[RFC] Accelerating Spark Workloads by With Materialized Views

Problem Overview In modern database engines, query optimization is key to delivering fast, efficient results. Traditional approaches, such as rule-based or cost-based optimizers and distributed execution engines, work to identify the most efficient execution plan. However, these methods have limitations, particularly in complex, high-volume workloads. To address this, we propose an alternative solution: accelerating query execution through materialized views, leveraging a time-space tradeoff to improve performance.

Proposed Solution Our approach centers around an architecture that introduces a feedback loop between query plan telemetry and workload-driven optimizations. The solution uses materialized views to precompute and store intermediate query results, which can be reused by future queries to reduce execution time. This methodology can be applied in multiple database contexts, including OpenSearch and MPP/Data Lake engines like Spark, Presto, and Trino.

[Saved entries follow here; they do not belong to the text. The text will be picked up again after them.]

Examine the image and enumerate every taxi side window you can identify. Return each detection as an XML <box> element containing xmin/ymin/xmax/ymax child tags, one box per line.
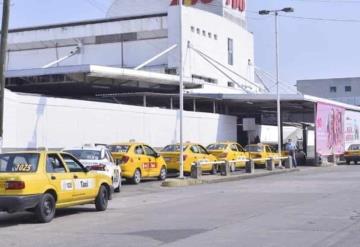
<box><xmin>236</xmin><ymin>144</ymin><xmax>244</xmax><ymax>152</ymax></box>
<box><xmin>190</xmin><ymin>145</ymin><xmax>200</xmax><ymax>154</ymax></box>
<box><xmin>266</xmin><ymin>147</ymin><xmax>272</xmax><ymax>153</ymax></box>
<box><xmin>198</xmin><ymin>145</ymin><xmax>208</xmax><ymax>154</ymax></box>
<box><xmin>134</xmin><ymin>146</ymin><xmax>145</xmax><ymax>155</ymax></box>
<box><xmin>60</xmin><ymin>154</ymin><xmax>85</xmax><ymax>173</ymax></box>
<box><xmin>144</xmin><ymin>145</ymin><xmax>157</xmax><ymax>157</ymax></box>
<box><xmin>46</xmin><ymin>154</ymin><xmax>66</xmax><ymax>173</ymax></box>
<box><xmin>230</xmin><ymin>144</ymin><xmax>238</xmax><ymax>152</ymax></box>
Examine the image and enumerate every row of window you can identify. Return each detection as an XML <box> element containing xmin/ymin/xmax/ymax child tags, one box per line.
<box><xmin>190</xmin><ymin>26</ymin><xmax>218</xmax><ymax>40</ymax></box>
<box><xmin>330</xmin><ymin>86</ymin><xmax>352</xmax><ymax>93</ymax></box>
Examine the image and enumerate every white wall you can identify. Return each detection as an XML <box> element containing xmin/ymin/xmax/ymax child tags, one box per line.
<box><xmin>3</xmin><ymin>90</ymin><xmax>237</xmax><ymax>149</ymax></box>
<box><xmin>168</xmin><ymin>6</ymin><xmax>256</xmax><ymax>92</ymax></box>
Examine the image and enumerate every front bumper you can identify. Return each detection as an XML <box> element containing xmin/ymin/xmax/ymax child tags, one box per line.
<box><xmin>0</xmin><ymin>195</ymin><xmax>42</xmax><ymax>213</ymax></box>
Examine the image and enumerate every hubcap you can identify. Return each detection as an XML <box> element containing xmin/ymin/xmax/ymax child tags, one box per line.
<box><xmin>101</xmin><ymin>189</ymin><xmax>107</xmax><ymax>206</ymax></box>
<box><xmin>43</xmin><ymin>198</ymin><xmax>53</xmax><ymax>216</ymax></box>
<box><xmin>161</xmin><ymin>169</ymin><xmax>166</xmax><ymax>179</ymax></box>
<box><xmin>135</xmin><ymin>170</ymin><xmax>141</xmax><ymax>183</ymax></box>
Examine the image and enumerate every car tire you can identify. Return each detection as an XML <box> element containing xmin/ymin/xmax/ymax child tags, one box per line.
<box><xmin>114</xmin><ymin>184</ymin><xmax>121</xmax><ymax>193</ymax></box>
<box><xmin>158</xmin><ymin>166</ymin><xmax>167</xmax><ymax>181</ymax></box>
<box><xmin>210</xmin><ymin>165</ymin><xmax>217</xmax><ymax>175</ymax></box>
<box><xmin>132</xmin><ymin>169</ymin><xmax>141</xmax><ymax>184</ymax></box>
<box><xmin>95</xmin><ymin>185</ymin><xmax>108</xmax><ymax>211</ymax></box>
<box><xmin>355</xmin><ymin>160</ymin><xmax>358</xmax><ymax>165</ymax></box>
<box><xmin>346</xmin><ymin>159</ymin><xmax>350</xmax><ymax>165</ymax></box>
<box><xmin>34</xmin><ymin>193</ymin><xmax>56</xmax><ymax>223</ymax></box>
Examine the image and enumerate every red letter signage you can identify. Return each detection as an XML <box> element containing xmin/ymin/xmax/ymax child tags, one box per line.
<box><xmin>170</xmin><ymin>0</ymin><xmax>214</xmax><ymax>6</ymax></box>
<box><xmin>225</xmin><ymin>0</ymin><xmax>246</xmax><ymax>12</ymax></box>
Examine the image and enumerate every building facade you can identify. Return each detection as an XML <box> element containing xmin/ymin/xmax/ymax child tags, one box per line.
<box><xmin>6</xmin><ymin>0</ymin><xmax>262</xmax><ymax>94</ymax></box>
<box><xmin>297</xmin><ymin>77</ymin><xmax>360</xmax><ymax>106</ymax></box>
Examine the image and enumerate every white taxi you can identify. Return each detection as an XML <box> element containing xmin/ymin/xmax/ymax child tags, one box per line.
<box><xmin>63</xmin><ymin>145</ymin><xmax>121</xmax><ymax>192</ymax></box>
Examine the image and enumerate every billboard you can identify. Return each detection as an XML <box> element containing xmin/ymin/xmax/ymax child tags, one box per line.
<box><xmin>344</xmin><ymin>111</ymin><xmax>360</xmax><ymax>150</ymax></box>
<box><xmin>316</xmin><ymin>103</ymin><xmax>345</xmax><ymax>155</ymax></box>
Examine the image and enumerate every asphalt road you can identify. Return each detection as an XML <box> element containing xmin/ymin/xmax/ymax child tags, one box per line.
<box><xmin>2</xmin><ymin>166</ymin><xmax>360</xmax><ymax>247</ymax></box>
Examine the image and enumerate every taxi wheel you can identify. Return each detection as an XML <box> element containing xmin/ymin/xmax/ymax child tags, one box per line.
<box><xmin>158</xmin><ymin>166</ymin><xmax>167</xmax><ymax>181</ymax></box>
<box><xmin>132</xmin><ymin>169</ymin><xmax>142</xmax><ymax>184</ymax></box>
<box><xmin>95</xmin><ymin>185</ymin><xmax>108</xmax><ymax>211</ymax></box>
<box><xmin>34</xmin><ymin>193</ymin><xmax>56</xmax><ymax>223</ymax></box>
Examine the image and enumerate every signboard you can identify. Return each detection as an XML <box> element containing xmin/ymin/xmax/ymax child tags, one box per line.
<box><xmin>316</xmin><ymin>103</ymin><xmax>345</xmax><ymax>155</ymax></box>
<box><xmin>344</xmin><ymin>110</ymin><xmax>360</xmax><ymax>150</ymax></box>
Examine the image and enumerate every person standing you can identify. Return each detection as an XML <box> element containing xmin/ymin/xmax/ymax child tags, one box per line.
<box><xmin>285</xmin><ymin>139</ymin><xmax>297</xmax><ymax>168</ymax></box>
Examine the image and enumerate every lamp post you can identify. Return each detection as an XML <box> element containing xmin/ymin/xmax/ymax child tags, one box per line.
<box><xmin>179</xmin><ymin>0</ymin><xmax>184</xmax><ymax>178</ymax></box>
<box><xmin>259</xmin><ymin>7</ymin><xmax>294</xmax><ymax>166</ymax></box>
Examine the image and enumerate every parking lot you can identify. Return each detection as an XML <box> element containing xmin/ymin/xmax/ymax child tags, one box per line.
<box><xmin>1</xmin><ymin>165</ymin><xmax>360</xmax><ymax>247</ymax></box>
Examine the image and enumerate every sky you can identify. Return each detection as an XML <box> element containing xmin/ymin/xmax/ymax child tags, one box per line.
<box><xmin>6</xmin><ymin>0</ymin><xmax>360</xmax><ymax>89</ymax></box>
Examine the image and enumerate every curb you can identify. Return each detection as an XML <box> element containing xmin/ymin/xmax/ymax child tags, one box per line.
<box><xmin>161</xmin><ymin>168</ymin><xmax>301</xmax><ymax>187</ymax></box>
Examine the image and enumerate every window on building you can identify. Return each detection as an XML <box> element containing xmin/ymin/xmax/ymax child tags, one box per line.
<box><xmin>191</xmin><ymin>26</ymin><xmax>195</xmax><ymax>32</ymax></box>
<box><xmin>330</xmin><ymin>86</ymin><xmax>337</xmax><ymax>93</ymax></box>
<box><xmin>196</xmin><ymin>28</ymin><xmax>200</xmax><ymax>34</ymax></box>
<box><xmin>202</xmin><ymin>30</ymin><xmax>206</xmax><ymax>36</ymax></box>
<box><xmin>228</xmin><ymin>38</ymin><xmax>234</xmax><ymax>65</ymax></box>
<box><xmin>214</xmin><ymin>34</ymin><xmax>218</xmax><ymax>40</ymax></box>
<box><xmin>208</xmin><ymin>32</ymin><xmax>212</xmax><ymax>38</ymax></box>
<box><xmin>345</xmin><ymin>86</ymin><xmax>352</xmax><ymax>92</ymax></box>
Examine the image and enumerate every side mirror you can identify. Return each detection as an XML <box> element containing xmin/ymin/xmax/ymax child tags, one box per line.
<box><xmin>84</xmin><ymin>166</ymin><xmax>90</xmax><ymax>173</ymax></box>
<box><xmin>154</xmin><ymin>153</ymin><xmax>161</xmax><ymax>158</ymax></box>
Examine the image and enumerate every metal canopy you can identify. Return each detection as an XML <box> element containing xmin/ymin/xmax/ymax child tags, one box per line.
<box><xmin>5</xmin><ymin>65</ymin><xmax>203</xmax><ymax>96</ymax></box>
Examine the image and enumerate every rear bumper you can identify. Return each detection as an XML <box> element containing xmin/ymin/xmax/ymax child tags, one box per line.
<box><xmin>0</xmin><ymin>194</ymin><xmax>42</xmax><ymax>213</ymax></box>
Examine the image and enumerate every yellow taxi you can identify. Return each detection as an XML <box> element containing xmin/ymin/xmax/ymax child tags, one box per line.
<box><xmin>244</xmin><ymin>144</ymin><xmax>280</xmax><ymax>166</ymax></box>
<box><xmin>207</xmin><ymin>142</ymin><xmax>248</xmax><ymax>172</ymax></box>
<box><xmin>109</xmin><ymin>142</ymin><xmax>167</xmax><ymax>184</ymax></box>
<box><xmin>160</xmin><ymin>143</ymin><xmax>218</xmax><ymax>175</ymax></box>
<box><xmin>0</xmin><ymin>151</ymin><xmax>113</xmax><ymax>223</ymax></box>
<box><xmin>344</xmin><ymin>144</ymin><xmax>360</xmax><ymax>164</ymax></box>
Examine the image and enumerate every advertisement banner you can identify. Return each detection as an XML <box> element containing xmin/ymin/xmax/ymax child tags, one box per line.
<box><xmin>316</xmin><ymin>103</ymin><xmax>345</xmax><ymax>155</ymax></box>
<box><xmin>344</xmin><ymin>111</ymin><xmax>360</xmax><ymax>150</ymax></box>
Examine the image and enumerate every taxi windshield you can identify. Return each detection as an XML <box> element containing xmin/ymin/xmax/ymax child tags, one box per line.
<box><xmin>0</xmin><ymin>153</ymin><xmax>40</xmax><ymax>173</ymax></box>
<box><xmin>349</xmin><ymin>144</ymin><xmax>360</xmax><ymax>151</ymax></box>
<box><xmin>245</xmin><ymin>145</ymin><xmax>263</xmax><ymax>152</ymax></box>
<box><xmin>207</xmin><ymin>144</ymin><xmax>228</xmax><ymax>150</ymax></box>
<box><xmin>109</xmin><ymin>145</ymin><xmax>130</xmax><ymax>153</ymax></box>
<box><xmin>161</xmin><ymin>145</ymin><xmax>187</xmax><ymax>152</ymax></box>
<box><xmin>65</xmin><ymin>150</ymin><xmax>102</xmax><ymax>160</ymax></box>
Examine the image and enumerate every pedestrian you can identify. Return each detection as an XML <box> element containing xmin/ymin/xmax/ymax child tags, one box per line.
<box><xmin>285</xmin><ymin>139</ymin><xmax>297</xmax><ymax>168</ymax></box>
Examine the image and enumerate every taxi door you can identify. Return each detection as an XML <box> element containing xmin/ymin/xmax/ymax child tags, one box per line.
<box><xmin>60</xmin><ymin>153</ymin><xmax>97</xmax><ymax>201</ymax></box>
<box><xmin>133</xmin><ymin>145</ymin><xmax>149</xmax><ymax>177</ymax></box>
<box><xmin>143</xmin><ymin>145</ymin><xmax>160</xmax><ymax>177</ymax></box>
<box><xmin>198</xmin><ymin>145</ymin><xmax>213</xmax><ymax>171</ymax></box>
<box><xmin>45</xmin><ymin>153</ymin><xmax>74</xmax><ymax>204</ymax></box>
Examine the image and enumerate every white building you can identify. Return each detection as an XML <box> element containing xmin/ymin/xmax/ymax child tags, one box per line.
<box><xmin>297</xmin><ymin>77</ymin><xmax>360</xmax><ymax>106</ymax></box>
<box><xmin>6</xmin><ymin>0</ymin><xmax>263</xmax><ymax>95</ymax></box>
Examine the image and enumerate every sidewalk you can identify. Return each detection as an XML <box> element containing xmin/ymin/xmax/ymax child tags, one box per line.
<box><xmin>162</xmin><ymin>168</ymin><xmax>301</xmax><ymax>187</ymax></box>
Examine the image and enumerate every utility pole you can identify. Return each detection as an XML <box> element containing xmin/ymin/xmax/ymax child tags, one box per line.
<box><xmin>179</xmin><ymin>0</ymin><xmax>184</xmax><ymax>178</ymax></box>
<box><xmin>0</xmin><ymin>0</ymin><xmax>10</xmax><ymax>152</ymax></box>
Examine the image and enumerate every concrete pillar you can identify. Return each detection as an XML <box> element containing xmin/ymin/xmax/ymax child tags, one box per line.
<box><xmin>191</xmin><ymin>162</ymin><xmax>202</xmax><ymax>179</ymax></box>
<box><xmin>266</xmin><ymin>158</ymin><xmax>275</xmax><ymax>171</ymax></box>
<box><xmin>220</xmin><ymin>161</ymin><xmax>230</xmax><ymax>176</ymax></box>
<box><xmin>213</xmin><ymin>101</ymin><xmax>216</xmax><ymax>113</ymax></box>
<box><xmin>245</xmin><ymin>160</ymin><xmax>255</xmax><ymax>174</ymax></box>
<box><xmin>143</xmin><ymin>95</ymin><xmax>147</xmax><ymax>107</ymax></box>
<box><xmin>284</xmin><ymin>156</ymin><xmax>293</xmax><ymax>169</ymax></box>
<box><xmin>170</xmin><ymin>97</ymin><xmax>173</xmax><ymax>109</ymax></box>
<box><xmin>193</xmin><ymin>98</ymin><xmax>196</xmax><ymax>112</ymax></box>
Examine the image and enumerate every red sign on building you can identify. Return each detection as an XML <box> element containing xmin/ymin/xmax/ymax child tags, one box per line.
<box><xmin>170</xmin><ymin>0</ymin><xmax>246</xmax><ymax>12</ymax></box>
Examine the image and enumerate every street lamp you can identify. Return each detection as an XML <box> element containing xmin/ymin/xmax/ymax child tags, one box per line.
<box><xmin>259</xmin><ymin>7</ymin><xmax>294</xmax><ymax>166</ymax></box>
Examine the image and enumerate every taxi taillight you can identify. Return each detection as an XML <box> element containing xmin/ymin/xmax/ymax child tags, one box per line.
<box><xmin>5</xmin><ymin>181</ymin><xmax>25</xmax><ymax>190</ymax></box>
<box><xmin>90</xmin><ymin>164</ymin><xmax>106</xmax><ymax>171</ymax></box>
<box><xmin>121</xmin><ymin>155</ymin><xmax>130</xmax><ymax>164</ymax></box>
<box><xmin>183</xmin><ymin>155</ymin><xmax>188</xmax><ymax>161</ymax></box>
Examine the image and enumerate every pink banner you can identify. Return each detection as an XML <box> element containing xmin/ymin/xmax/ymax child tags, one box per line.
<box><xmin>316</xmin><ymin>103</ymin><xmax>345</xmax><ymax>155</ymax></box>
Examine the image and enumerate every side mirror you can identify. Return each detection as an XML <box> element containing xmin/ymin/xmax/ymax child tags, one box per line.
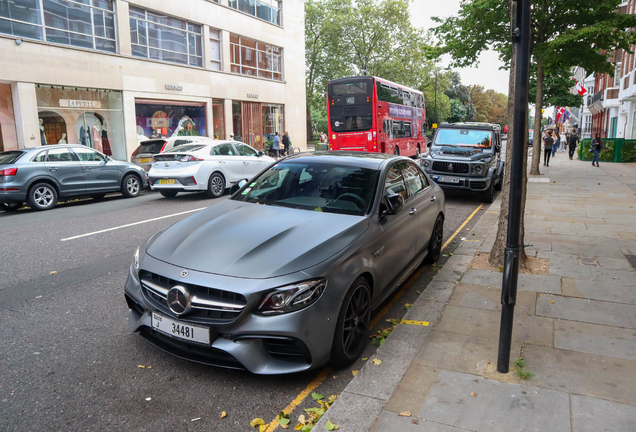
<box><xmin>257</xmin><ymin>150</ymin><xmax>264</xmax><ymax>157</ymax></box>
<box><xmin>386</xmin><ymin>193</ymin><xmax>404</xmax><ymax>214</ymax></box>
<box><xmin>230</xmin><ymin>179</ymin><xmax>247</xmax><ymax>195</ymax></box>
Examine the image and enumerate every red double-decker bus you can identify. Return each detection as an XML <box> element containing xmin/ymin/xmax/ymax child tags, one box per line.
<box><xmin>326</xmin><ymin>76</ymin><xmax>427</xmax><ymax>157</ymax></box>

Key Components of the Architecture:

Workload: Collect telemetry data, such as execution plans, cardinality, runtime, and memory usage during query execution. These metrics will feed into the view selection process.
Telemetry Preprocessing: Transform collected telemetry into a uniform representation to standardize data across and optimize the view selection process.
Heuristic-Based View Selection: Analyze the workload and automatically identify sub-queries that benefit from materialization. We propose a simple heuristic algorithm that selects views based on estimated performance gains and materialization costs
Materialized View Creation and Maintenance: Materialized views are created and maintained to ensure data consistency. These views store intermediate results (e.g., summary aggregates, sub-query results) that can be reused to speed up query execution. Implementation Plan:

Focus on VPC Flow Logs: We plan to use VPC flow logs as test data, inserting them into an AWS OpenSearch cluster and generate workloads to test the architecture. We'll collect telemetry by listening to plan execution and gather metrics on cardinality, time, and memory usage. This data will be used to create a workload representation.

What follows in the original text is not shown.